Active graph: cknn graph.
# Store the PCA-derived clusters
adata.obs['pca_leiden'] = adata.obs['leiden']
# Compute clusters with the leiden algorithm using topological basis
sc.pp.neighbors(adata, use_rep='X_ms_diff_map') # MSDiffMap
sc.tl.leiden(adata, key_added='db_leiden')
sc.pp.neighbors(adata, use_rep='X_c_lapmap') #CLapMap
sc.tl.leiden(adata, key_added='cb_leiden')
computing neighbors
finished: added to `.uns['neighbors']`
`.obsp['distances']`, distances for each pair of neighbors
`.obsp['connectivities']`, weighted adjacency matrix (0:00:00)
running Leiden clustering
finished: found 21 clusters and added
'db_leiden', the cluster labels (adata.obs, categorical) (0:00:00)
computing neighbors
finished: added to `.uns['neighbors']`
`.obsp['distances']`, distances for each pair of neighbors
`.obsp['connectivities']`, weighted adjacency matrix (0:00:00)
running Leiden clustering
finished: found 33 clusters and added
'cb_leiden', the cluster labels (adata.obs, categorical) (0:00:00)

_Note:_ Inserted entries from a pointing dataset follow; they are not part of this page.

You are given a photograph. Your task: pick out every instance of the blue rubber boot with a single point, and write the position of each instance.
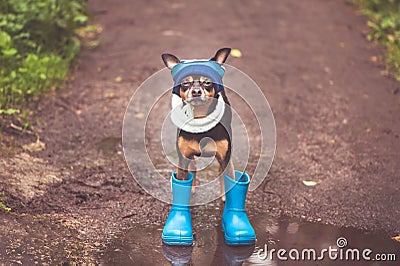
(178, 227)
(236, 225)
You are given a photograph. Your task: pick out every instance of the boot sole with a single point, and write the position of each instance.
(173, 241)
(238, 241)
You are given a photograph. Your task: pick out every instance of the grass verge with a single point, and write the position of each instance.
(384, 21)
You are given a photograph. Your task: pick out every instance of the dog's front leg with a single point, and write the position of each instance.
(192, 168)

sc.pl.embedding(adata, basis='umap', color=['pca_leiden', 'db_leiden', 'cb_leiden'], legend_loc=None, ncols=3)
sc.pl.embedding(adata, basis='dbMAP', color=['pca_leiden', 'db_leiden', 'cb_leiden'], legend_loc=None, ncols=3)
sc.pl.embedding(adata, basis='db_diff_MDE', color=['pca_leiden', 'db_leiden', 'cb_leiden'], legend_loc=None, ncols=3)

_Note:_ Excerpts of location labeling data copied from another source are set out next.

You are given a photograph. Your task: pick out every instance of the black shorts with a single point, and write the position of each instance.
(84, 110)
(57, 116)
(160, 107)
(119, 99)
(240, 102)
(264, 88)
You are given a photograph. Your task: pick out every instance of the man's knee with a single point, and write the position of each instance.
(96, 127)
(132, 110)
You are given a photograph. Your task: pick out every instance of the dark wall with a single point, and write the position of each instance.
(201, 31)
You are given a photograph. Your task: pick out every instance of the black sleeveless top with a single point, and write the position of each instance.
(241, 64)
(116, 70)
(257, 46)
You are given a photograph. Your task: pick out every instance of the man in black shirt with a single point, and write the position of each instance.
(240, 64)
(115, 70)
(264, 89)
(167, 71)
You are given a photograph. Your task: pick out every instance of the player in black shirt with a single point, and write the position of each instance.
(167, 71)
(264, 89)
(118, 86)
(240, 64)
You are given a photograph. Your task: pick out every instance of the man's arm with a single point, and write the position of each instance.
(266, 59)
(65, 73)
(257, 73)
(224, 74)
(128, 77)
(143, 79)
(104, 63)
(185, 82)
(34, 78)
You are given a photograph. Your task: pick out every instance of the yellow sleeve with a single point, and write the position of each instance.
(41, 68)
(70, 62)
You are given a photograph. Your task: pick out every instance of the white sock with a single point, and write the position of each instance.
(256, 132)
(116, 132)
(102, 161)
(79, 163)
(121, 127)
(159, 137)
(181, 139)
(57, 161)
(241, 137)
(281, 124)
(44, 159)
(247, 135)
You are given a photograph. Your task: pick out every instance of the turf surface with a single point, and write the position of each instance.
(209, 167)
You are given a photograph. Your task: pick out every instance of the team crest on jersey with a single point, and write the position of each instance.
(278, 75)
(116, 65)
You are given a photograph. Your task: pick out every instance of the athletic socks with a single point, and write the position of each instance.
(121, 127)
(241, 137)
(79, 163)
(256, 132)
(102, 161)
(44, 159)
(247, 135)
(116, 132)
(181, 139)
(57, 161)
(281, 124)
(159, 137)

sc.pl.embedding(adata, basis='db_cknn_MDE', color=['pca_leiden', 'db_leiden', 'cb_leiden'], legend_loc=None, ncols=3)
sc.pl.embedding(adata, basis='cb_diff_MDE', color=['pca_leiden', 'db_leiden', 'cb_leiden'], legend_loc=None, ncols=3)
sc.pl.embedding(adata, basis='cb_cknn_MDE', color=['pca_leiden', 'db_leiden', 'cb_leiden'], legend_loc=None, ncols=3)
That's it for this tutorial! I hope you enjoyed and that TopOMetry might be useful for you!